Amy Ashwood Garvey siégeant lors de la conférence de Manchester. Cet évènement trop peu connu en Afrique, est pourtant celui qui a lancé une bonne fois pour toutes les luttes pour la fin de la colonisation. Les Africains des Amériques y ont passé le flambeau du combat aux Africains continentaux.

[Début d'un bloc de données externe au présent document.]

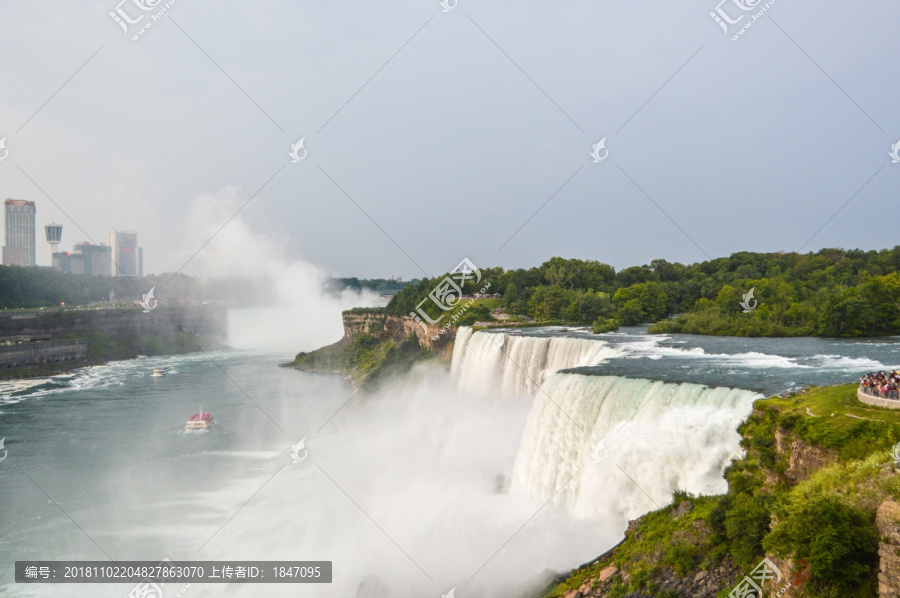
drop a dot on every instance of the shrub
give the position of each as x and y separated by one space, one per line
839 541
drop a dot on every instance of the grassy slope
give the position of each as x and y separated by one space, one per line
720 529
368 359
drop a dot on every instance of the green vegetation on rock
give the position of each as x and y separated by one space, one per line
832 292
369 359
805 494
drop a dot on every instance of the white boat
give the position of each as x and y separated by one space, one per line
199 421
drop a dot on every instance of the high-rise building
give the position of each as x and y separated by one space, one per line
66 261
54 235
97 259
127 257
19 248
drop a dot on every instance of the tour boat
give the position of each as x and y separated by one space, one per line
199 421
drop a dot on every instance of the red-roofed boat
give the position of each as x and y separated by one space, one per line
199 421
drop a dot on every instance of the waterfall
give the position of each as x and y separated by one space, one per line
656 437
514 364
604 447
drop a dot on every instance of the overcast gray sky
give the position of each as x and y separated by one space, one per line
451 129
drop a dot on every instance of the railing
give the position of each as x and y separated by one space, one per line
873 392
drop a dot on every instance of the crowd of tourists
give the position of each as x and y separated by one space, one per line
881 384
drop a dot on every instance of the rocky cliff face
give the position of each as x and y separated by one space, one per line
802 461
396 328
205 320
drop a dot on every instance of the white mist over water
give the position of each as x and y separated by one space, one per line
518 364
664 436
409 485
291 311
658 437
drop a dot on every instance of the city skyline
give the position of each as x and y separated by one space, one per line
486 143
121 257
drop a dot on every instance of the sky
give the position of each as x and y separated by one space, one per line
436 132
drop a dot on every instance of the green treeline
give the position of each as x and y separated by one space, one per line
832 292
336 285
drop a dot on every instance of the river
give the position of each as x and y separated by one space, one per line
479 479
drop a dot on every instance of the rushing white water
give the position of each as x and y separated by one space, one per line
516 364
654 437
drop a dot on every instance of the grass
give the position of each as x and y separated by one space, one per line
761 498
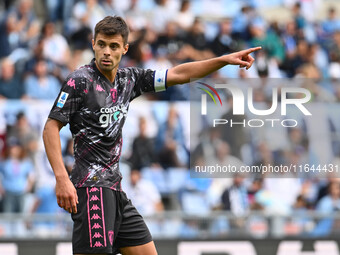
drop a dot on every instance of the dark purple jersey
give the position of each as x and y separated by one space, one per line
96 110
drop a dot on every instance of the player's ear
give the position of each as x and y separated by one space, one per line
92 44
126 47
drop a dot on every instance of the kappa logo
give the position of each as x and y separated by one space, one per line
111 234
96 226
94 198
94 208
99 88
95 217
98 244
97 235
93 189
71 83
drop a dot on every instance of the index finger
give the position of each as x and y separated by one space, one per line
250 50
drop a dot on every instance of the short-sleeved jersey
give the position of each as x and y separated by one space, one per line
96 110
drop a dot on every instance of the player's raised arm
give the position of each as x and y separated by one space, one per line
184 72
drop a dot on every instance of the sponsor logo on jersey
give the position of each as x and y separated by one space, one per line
112 114
113 95
62 99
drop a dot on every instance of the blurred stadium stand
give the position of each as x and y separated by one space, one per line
49 39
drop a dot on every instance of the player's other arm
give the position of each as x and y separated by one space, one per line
183 73
66 193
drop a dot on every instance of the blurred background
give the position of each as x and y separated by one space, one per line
42 41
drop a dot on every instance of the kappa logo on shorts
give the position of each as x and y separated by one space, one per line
96 226
97 235
95 217
94 189
94 198
98 244
111 234
94 208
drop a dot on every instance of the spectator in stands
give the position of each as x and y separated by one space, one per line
59 10
135 17
170 140
144 194
224 42
269 41
296 58
22 24
110 8
170 41
332 22
10 82
326 206
196 46
17 177
143 153
235 136
161 15
54 42
185 17
334 48
41 85
87 13
26 135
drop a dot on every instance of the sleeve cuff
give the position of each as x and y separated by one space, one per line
160 80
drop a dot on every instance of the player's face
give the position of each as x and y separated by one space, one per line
108 51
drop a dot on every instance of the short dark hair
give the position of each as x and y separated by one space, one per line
112 25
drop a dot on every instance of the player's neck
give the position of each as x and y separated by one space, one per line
110 75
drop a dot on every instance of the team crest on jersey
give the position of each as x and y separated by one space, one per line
113 95
62 99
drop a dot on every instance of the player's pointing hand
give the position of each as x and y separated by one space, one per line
242 58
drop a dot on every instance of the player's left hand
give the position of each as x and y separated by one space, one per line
242 58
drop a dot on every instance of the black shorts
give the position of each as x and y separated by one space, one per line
106 221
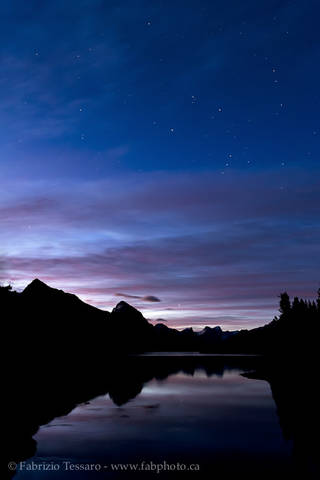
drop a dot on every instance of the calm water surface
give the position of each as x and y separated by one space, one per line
224 423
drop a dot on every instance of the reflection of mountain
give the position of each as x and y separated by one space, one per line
65 352
35 398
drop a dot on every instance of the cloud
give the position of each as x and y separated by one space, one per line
205 244
147 298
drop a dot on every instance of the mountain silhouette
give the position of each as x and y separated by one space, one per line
46 320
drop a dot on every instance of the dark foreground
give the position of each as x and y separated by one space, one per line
201 413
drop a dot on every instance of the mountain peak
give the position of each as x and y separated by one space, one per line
35 286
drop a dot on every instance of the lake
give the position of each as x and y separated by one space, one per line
205 420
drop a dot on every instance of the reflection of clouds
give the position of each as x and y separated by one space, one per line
213 411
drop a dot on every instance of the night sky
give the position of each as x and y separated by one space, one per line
162 150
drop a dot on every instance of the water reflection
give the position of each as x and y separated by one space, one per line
182 409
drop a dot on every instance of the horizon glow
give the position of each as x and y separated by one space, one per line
162 150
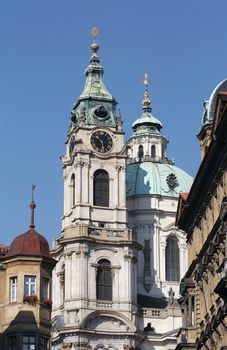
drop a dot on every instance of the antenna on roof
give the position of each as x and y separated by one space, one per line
32 206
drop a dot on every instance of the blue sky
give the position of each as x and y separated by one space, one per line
44 50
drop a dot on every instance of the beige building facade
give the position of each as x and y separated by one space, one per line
202 214
25 292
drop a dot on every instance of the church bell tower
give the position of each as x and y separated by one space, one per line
94 282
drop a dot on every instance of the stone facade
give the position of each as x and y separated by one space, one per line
103 236
203 217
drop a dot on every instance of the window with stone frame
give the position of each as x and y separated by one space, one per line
44 343
73 189
101 188
29 285
45 288
172 260
153 151
140 152
29 342
104 280
12 342
13 289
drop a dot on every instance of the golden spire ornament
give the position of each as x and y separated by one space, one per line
146 100
95 33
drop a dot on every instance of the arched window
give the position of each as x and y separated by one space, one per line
140 152
62 283
73 189
153 151
104 280
72 145
172 260
101 188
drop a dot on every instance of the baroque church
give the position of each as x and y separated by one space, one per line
120 257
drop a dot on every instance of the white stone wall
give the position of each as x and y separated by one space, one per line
154 218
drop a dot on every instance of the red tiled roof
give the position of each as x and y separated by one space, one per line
29 243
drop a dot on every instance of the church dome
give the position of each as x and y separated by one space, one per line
30 243
209 106
150 178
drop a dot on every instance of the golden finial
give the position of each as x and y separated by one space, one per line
95 33
146 80
146 100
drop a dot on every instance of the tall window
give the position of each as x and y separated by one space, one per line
13 289
72 145
153 151
172 260
12 342
73 189
104 280
101 188
29 342
29 285
45 288
44 343
140 152
62 283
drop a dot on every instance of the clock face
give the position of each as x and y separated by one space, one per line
101 113
101 141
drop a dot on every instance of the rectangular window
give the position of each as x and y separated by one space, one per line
29 342
44 344
13 289
29 285
12 342
45 288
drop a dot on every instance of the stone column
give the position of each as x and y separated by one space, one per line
85 182
84 271
122 192
68 275
67 198
75 275
78 184
116 186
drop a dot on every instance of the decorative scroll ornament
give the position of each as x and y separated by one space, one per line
172 181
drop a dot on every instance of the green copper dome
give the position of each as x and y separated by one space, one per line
149 178
209 106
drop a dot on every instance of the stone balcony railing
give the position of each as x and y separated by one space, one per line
186 338
222 284
99 233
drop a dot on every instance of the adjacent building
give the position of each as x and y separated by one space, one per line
25 294
203 215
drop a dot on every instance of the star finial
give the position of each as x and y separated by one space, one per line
146 80
146 99
95 33
32 206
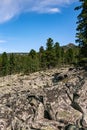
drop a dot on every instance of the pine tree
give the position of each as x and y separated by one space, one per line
42 57
4 64
82 28
11 64
57 53
50 54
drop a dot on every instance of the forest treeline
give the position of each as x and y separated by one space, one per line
52 56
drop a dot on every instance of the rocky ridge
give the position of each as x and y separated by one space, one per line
45 100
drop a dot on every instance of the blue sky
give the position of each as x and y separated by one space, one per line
27 24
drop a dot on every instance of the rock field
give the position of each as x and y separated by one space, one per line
54 99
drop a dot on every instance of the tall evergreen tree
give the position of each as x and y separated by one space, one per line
57 53
42 57
50 55
11 68
82 28
4 64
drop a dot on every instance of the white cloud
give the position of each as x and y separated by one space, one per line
3 41
11 8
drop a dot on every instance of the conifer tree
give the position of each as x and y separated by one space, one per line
82 28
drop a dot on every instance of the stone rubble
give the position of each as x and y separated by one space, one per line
46 100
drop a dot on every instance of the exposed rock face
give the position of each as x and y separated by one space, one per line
48 100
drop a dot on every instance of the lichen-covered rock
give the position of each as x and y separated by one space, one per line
47 100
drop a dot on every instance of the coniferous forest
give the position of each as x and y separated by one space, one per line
53 56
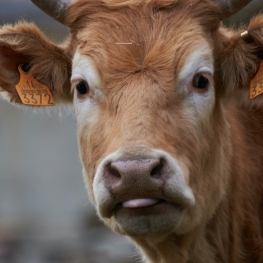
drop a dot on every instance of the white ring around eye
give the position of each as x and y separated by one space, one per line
204 70
77 77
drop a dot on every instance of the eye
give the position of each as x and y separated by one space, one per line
200 81
82 87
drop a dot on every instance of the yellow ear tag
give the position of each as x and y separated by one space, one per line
32 92
256 84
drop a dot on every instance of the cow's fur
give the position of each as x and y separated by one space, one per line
221 152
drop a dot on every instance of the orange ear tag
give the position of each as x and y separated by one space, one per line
256 84
32 92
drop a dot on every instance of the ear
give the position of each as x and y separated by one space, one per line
48 63
239 62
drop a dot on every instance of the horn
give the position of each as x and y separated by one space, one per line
230 7
54 8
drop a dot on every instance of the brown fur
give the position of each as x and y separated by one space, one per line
224 155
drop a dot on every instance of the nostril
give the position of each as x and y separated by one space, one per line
157 171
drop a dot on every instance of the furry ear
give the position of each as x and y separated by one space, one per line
239 62
25 44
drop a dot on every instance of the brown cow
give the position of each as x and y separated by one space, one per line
170 142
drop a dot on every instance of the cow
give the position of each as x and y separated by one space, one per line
169 129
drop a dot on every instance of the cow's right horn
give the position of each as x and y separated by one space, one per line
230 7
54 8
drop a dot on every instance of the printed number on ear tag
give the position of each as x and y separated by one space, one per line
32 92
256 85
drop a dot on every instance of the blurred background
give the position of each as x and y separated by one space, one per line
45 214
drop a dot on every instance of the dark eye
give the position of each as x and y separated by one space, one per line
82 87
200 82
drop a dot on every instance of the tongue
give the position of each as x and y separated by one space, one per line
137 203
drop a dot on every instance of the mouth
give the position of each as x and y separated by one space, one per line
146 216
140 203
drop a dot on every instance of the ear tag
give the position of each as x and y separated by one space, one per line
256 84
32 92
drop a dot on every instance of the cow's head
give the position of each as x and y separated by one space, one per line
150 81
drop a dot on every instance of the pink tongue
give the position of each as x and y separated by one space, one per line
137 203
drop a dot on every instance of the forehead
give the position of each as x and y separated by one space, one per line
134 39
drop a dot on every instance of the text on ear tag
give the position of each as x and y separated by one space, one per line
32 92
256 84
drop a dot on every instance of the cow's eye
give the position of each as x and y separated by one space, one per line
200 81
82 87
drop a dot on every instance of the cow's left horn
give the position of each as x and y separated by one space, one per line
230 7
54 8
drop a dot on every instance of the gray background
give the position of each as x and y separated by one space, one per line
45 214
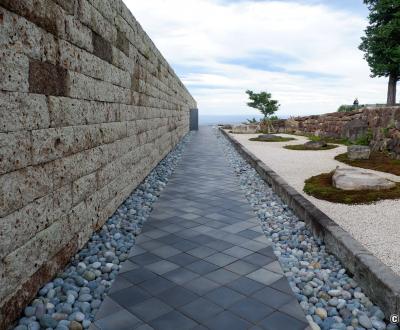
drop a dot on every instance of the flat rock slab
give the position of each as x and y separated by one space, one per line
267 137
315 144
355 179
358 152
245 129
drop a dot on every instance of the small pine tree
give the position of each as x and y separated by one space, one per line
263 102
381 43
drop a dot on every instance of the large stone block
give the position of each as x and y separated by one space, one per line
46 78
84 87
15 151
78 34
21 111
14 71
21 187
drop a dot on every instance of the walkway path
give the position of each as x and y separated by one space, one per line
202 260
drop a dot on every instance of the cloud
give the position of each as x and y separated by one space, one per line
303 52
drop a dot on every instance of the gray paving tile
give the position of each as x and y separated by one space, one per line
139 275
241 267
224 296
222 276
279 321
178 296
258 259
150 309
183 259
122 320
220 259
228 320
273 298
162 267
293 309
202 267
108 307
201 250
201 285
157 285
129 296
145 258
245 285
251 309
264 276
181 275
201 310
238 252
166 251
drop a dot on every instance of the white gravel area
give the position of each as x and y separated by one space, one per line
376 226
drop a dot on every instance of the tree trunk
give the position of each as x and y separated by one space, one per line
392 89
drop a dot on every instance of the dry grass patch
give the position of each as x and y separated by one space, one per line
303 147
378 161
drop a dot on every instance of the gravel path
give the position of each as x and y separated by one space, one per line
72 299
376 225
330 298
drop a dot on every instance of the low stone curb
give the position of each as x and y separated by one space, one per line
377 280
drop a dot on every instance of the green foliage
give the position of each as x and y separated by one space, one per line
276 139
263 102
252 121
377 161
320 186
315 138
304 147
347 108
365 139
381 43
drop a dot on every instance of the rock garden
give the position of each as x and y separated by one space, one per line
330 298
369 215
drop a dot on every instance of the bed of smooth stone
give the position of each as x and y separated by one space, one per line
330 298
72 299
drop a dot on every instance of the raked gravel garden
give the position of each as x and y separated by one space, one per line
329 297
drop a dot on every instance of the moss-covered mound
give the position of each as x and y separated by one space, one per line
378 161
304 147
275 139
320 186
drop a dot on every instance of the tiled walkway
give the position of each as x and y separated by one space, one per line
202 260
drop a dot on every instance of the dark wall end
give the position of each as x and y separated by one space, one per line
194 119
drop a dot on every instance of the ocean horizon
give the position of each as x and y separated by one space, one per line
221 119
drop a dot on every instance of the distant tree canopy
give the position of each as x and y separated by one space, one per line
381 43
263 102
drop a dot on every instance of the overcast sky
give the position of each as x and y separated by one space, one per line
304 52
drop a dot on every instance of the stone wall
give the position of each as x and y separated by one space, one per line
381 124
88 106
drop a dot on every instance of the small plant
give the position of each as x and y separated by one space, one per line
346 108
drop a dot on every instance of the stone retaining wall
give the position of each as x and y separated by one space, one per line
381 124
88 106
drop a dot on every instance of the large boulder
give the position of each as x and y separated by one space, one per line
267 137
355 179
358 152
245 129
315 145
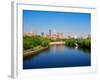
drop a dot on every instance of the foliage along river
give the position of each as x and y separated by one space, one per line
58 56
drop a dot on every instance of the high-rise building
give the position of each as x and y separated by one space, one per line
42 33
50 32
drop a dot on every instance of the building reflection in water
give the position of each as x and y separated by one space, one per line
57 47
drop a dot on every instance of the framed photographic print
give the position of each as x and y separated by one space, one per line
52 40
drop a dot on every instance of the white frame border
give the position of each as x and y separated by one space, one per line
17 70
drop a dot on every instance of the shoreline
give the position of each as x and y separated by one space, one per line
33 52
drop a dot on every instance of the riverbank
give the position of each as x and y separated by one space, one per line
57 42
34 51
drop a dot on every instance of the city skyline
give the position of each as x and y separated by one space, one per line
68 23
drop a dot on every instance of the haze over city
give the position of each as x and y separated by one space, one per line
67 23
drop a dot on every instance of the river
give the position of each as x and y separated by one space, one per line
58 56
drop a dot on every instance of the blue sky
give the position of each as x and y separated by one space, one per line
69 23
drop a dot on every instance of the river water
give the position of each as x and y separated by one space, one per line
58 56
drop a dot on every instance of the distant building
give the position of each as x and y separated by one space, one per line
50 32
42 33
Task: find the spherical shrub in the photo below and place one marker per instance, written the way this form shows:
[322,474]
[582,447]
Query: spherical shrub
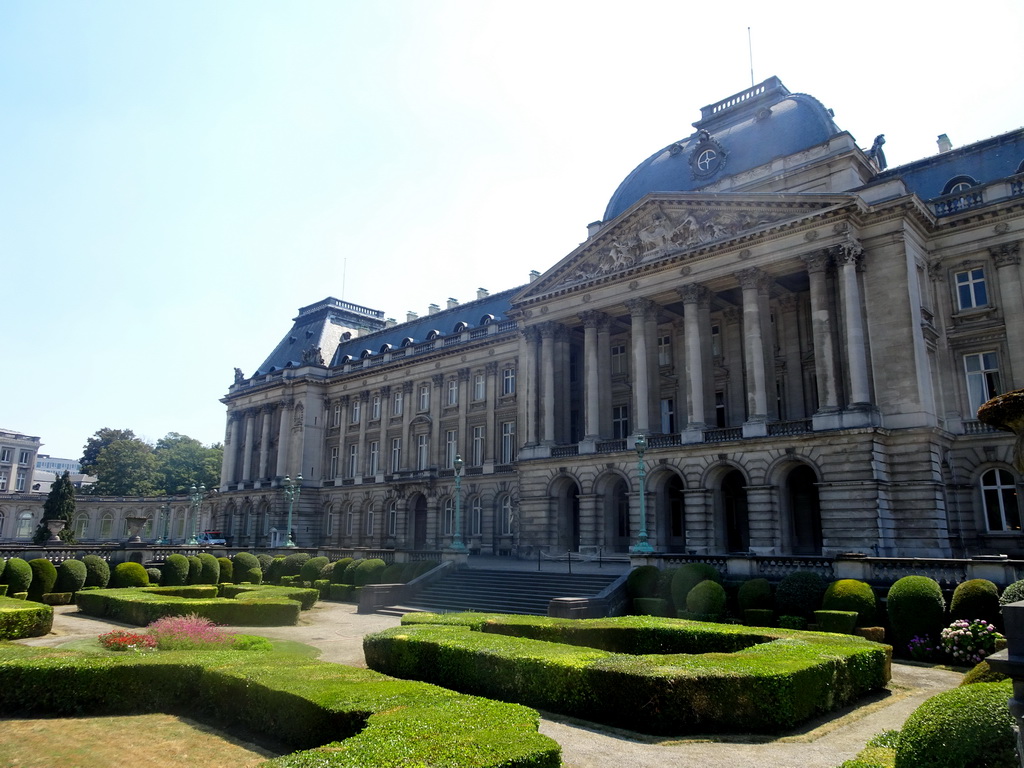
[975,598]
[309,570]
[243,561]
[642,582]
[129,574]
[800,593]
[755,593]
[370,571]
[97,571]
[71,576]
[209,568]
[688,577]
[707,599]
[17,576]
[44,576]
[915,608]
[294,563]
[965,727]
[175,570]
[338,569]
[849,594]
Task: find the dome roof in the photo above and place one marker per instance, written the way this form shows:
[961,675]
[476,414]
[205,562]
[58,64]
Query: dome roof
[736,134]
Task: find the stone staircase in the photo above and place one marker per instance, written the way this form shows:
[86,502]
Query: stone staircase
[503,591]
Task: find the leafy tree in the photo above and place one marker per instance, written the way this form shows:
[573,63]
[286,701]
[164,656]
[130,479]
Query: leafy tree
[126,467]
[59,505]
[183,461]
[95,444]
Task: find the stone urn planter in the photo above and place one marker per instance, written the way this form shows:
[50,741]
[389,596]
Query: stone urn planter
[1007,412]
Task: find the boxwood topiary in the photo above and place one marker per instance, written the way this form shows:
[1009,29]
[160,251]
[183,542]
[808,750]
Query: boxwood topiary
[975,598]
[97,571]
[915,608]
[755,593]
[175,570]
[800,593]
[850,594]
[71,576]
[17,576]
[961,728]
[129,574]
[44,576]
[309,570]
[688,577]
[209,568]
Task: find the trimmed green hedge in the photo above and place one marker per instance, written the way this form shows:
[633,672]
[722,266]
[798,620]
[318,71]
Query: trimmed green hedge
[142,606]
[646,674]
[23,619]
[341,716]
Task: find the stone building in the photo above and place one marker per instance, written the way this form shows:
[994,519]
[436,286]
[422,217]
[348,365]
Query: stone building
[802,335]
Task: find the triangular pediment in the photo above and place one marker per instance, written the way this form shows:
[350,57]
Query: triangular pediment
[664,226]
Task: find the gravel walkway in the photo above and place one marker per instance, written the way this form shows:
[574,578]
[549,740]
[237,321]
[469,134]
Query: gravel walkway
[337,630]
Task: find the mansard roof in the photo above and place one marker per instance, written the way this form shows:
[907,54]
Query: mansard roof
[743,131]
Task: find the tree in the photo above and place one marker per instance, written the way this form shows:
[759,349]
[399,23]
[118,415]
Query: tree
[59,505]
[126,467]
[93,446]
[183,461]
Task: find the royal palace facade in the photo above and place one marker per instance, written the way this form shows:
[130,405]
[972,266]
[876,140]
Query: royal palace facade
[801,334]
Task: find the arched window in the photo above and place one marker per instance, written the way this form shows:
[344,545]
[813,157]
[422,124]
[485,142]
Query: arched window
[998,497]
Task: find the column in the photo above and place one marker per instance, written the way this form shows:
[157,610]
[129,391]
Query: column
[640,309]
[592,379]
[284,436]
[753,284]
[247,451]
[548,382]
[847,257]
[821,332]
[694,297]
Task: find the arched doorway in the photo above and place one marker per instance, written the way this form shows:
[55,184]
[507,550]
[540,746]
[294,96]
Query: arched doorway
[737,528]
[805,511]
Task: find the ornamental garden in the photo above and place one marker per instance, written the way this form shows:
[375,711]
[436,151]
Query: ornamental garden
[698,656]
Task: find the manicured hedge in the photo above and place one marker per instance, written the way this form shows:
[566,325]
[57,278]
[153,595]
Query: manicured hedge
[23,619]
[649,675]
[342,716]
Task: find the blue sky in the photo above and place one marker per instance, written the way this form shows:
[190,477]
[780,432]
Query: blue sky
[178,178]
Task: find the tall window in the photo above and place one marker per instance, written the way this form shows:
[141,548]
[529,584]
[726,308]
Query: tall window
[422,451]
[375,458]
[353,460]
[982,379]
[998,495]
[971,291]
[478,443]
[508,441]
[621,422]
[395,454]
[451,446]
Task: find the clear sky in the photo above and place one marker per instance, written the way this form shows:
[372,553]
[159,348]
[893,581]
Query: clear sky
[178,178]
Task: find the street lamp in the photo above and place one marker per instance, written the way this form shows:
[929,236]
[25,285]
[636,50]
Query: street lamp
[196,497]
[292,491]
[457,544]
[642,546]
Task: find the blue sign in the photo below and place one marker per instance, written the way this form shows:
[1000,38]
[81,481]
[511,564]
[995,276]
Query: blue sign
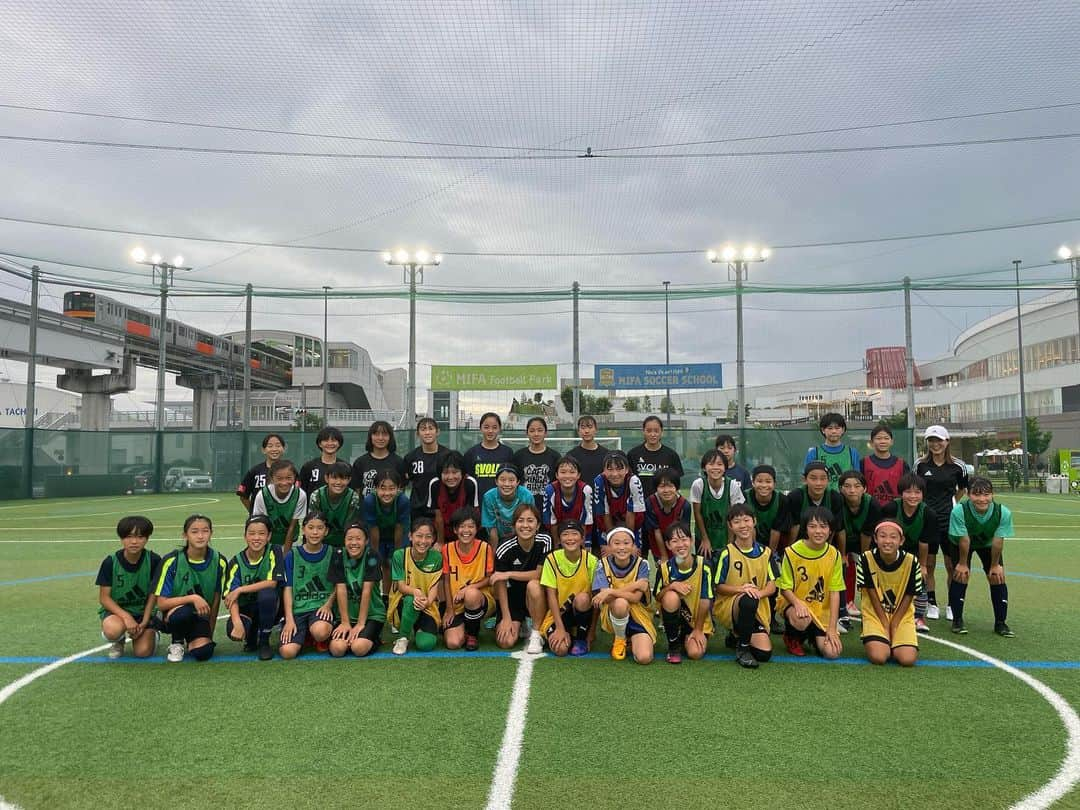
[689,375]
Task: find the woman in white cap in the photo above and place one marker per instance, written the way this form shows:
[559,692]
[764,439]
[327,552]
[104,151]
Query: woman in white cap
[946,480]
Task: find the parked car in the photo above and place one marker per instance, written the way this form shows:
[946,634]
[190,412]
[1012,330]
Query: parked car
[188,477]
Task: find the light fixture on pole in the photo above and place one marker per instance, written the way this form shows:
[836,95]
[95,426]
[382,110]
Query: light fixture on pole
[738,260]
[413,265]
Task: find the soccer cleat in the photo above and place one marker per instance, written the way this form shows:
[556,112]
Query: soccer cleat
[745,659]
[794,645]
[535,645]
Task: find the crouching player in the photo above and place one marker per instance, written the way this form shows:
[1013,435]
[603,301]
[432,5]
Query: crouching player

Amy Jacques de son côté continue ses activités politiques pour la libération de l’Afrique. Elle rédige en 1944 A Memorandum correlative to Africa, West Indies and the Americas, un document guide pour l’avancement des Noirs partout, et convainc l’ONU de l’adopter comme charte pour la libération de l’Afrique.

Amy Jacques

Amy Ashwood se rend en pèlerinage dans son pays ancestral Ashanti où elle rencontre le roi Prempeh II. Elle y est baptisée Akosu Boahemaa. Elle s’en va vivre au Libéria, puis à Londres encore où elle fonde d’autres associations, et fait le tour de la Caraïbe pour promouvoir l’avancement des Africains des Amériques.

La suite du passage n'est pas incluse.